Buy American-Hire American Flops in Florida
By Shari Rendall | April 19, 2018
The Florida Constitution Revision Commission (CRC), which meets once every 20 years to determine which Constitutional amendments will be placed on the ballot, denied Florida voters the opportunity to support an E-Verify proposal in November, 2018. This proposal would have ensured individuals hired for Florida jobs were authorized to work in the U.S. On April 16, putting the business lobby before Florida workers, the CRC defeated E-Verify by a 12 to 24 vote.
Introduced by Commissioner Rich Newsome, the E-Verify proposal would have allowed employers to authenticate the legal work eligibility of prospective applicants using the federal electronic verification program, the same way a merchant verifies a credit card purchase. Commissioner Newsome pushed his proposal because it “would help legal workers who face ‘suppressed wages’ because of undocumented immigrants who are willing to take less money.”

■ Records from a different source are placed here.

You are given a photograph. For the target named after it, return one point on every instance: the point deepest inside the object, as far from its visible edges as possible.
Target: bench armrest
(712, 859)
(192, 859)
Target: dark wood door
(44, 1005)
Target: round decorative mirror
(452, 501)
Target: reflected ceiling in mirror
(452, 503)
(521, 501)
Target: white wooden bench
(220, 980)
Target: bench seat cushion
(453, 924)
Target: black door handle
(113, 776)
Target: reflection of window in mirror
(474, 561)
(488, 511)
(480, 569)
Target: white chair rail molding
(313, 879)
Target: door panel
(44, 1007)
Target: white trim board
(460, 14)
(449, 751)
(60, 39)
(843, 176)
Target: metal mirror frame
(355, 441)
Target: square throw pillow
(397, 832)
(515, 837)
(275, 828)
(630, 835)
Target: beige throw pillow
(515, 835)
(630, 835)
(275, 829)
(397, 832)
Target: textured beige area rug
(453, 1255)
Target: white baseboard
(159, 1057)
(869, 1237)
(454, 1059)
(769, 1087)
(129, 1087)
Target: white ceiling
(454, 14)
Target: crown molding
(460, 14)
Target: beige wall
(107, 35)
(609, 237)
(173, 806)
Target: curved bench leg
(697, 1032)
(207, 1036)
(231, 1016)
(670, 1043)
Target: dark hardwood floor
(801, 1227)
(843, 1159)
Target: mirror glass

The E-Verify proposal appeared to have early momentum within the CRC. Over 7,500 Floridians signed the petition to place E-Verify on the November ballot. In addition, two CRC Committees (the General Provisions and Executive) unanimously passed the E-Verify Proposal and the full Commission voted 19 to 13 to send it to the Style and Drafting Committee.

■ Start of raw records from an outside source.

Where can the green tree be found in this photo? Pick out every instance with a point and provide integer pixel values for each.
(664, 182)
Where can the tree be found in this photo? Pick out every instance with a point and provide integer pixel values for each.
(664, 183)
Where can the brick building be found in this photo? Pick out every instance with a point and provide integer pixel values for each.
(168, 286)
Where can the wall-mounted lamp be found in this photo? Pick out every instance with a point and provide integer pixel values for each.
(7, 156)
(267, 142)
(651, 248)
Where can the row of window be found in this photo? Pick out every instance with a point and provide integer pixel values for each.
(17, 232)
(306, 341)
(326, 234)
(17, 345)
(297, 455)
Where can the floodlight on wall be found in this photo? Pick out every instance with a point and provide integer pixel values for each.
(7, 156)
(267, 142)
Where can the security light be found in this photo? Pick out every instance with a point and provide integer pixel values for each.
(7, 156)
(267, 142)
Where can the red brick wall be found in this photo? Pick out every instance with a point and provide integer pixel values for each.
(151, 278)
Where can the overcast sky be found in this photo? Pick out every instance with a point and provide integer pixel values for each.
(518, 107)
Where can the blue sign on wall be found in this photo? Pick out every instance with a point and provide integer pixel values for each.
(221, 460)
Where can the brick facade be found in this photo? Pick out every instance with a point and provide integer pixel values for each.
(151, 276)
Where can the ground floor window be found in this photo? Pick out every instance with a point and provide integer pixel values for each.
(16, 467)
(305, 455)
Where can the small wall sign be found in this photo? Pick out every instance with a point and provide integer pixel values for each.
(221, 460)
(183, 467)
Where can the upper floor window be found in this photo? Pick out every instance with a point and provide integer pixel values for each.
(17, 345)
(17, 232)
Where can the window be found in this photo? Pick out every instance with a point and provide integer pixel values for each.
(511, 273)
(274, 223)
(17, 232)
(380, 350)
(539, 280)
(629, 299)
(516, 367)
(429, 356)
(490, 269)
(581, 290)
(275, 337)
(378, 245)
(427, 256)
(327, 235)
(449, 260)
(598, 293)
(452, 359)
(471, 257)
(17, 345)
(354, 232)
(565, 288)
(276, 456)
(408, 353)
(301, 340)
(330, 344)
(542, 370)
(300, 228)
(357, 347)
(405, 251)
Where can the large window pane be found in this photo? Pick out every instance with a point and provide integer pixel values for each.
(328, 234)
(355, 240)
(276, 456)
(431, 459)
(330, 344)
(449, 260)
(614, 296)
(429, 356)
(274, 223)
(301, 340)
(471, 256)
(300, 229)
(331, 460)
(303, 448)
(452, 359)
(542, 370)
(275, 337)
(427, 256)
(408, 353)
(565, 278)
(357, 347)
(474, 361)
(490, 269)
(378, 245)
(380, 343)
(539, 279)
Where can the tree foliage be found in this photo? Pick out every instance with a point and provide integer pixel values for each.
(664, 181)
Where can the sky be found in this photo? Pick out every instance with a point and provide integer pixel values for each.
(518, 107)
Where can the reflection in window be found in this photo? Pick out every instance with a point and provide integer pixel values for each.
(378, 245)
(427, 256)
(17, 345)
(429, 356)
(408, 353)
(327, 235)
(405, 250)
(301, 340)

This early momentum was not surprising since Americans overwhelmingly support E-Verify. A Washington Post-ABC news polls in September 2017 found 79 percent support requiring employers to verify “all new hires are living in the United States legally, including 61 percent who strongly support the requirement.” The public support for E-Verify, according to Jack Oliver, Founder and Director for Floridians for E-Verify Now, was clear in one of the early public hearings where a CRC Commissioner noted that Proposal #29 was garnishing 25 percent of the total public response for all the proposals pending before the Commission.
In fact, President Donald Trump’s victory over former Senator Hillary Clinton in Florida directly taps into the belief held by most Americans – American jobs should go to American workers. He was able to win the “white working-class” that was “ignored and marginalized for too long by the political class.” Likewise, in 2010, Governor Rick Scott, in his successful gubernatorial race, called for E-Verify for all employers. After significant pushback from businesses, particularly agriculture, Governor Scott signed an executive order only requiring state agencies to use E-Verify for new hires.
Similarly, the CRC E-Verify proposal received the same opposition faced by Governor Scott. Despite federal laws already prohibiting the employment of unauthorized workers, powerful CEO’s called the E-Verify proposal “anti-jobs” as well as claimed it would destroy the Florida’s economy leaving “crops rotting and unharvested.” However, FAIR research shows that every state (except Tennessee) that has enacted or expanded E-Verify after 2008 saw their unemployment rate drop afterwards, even when that national rate increased.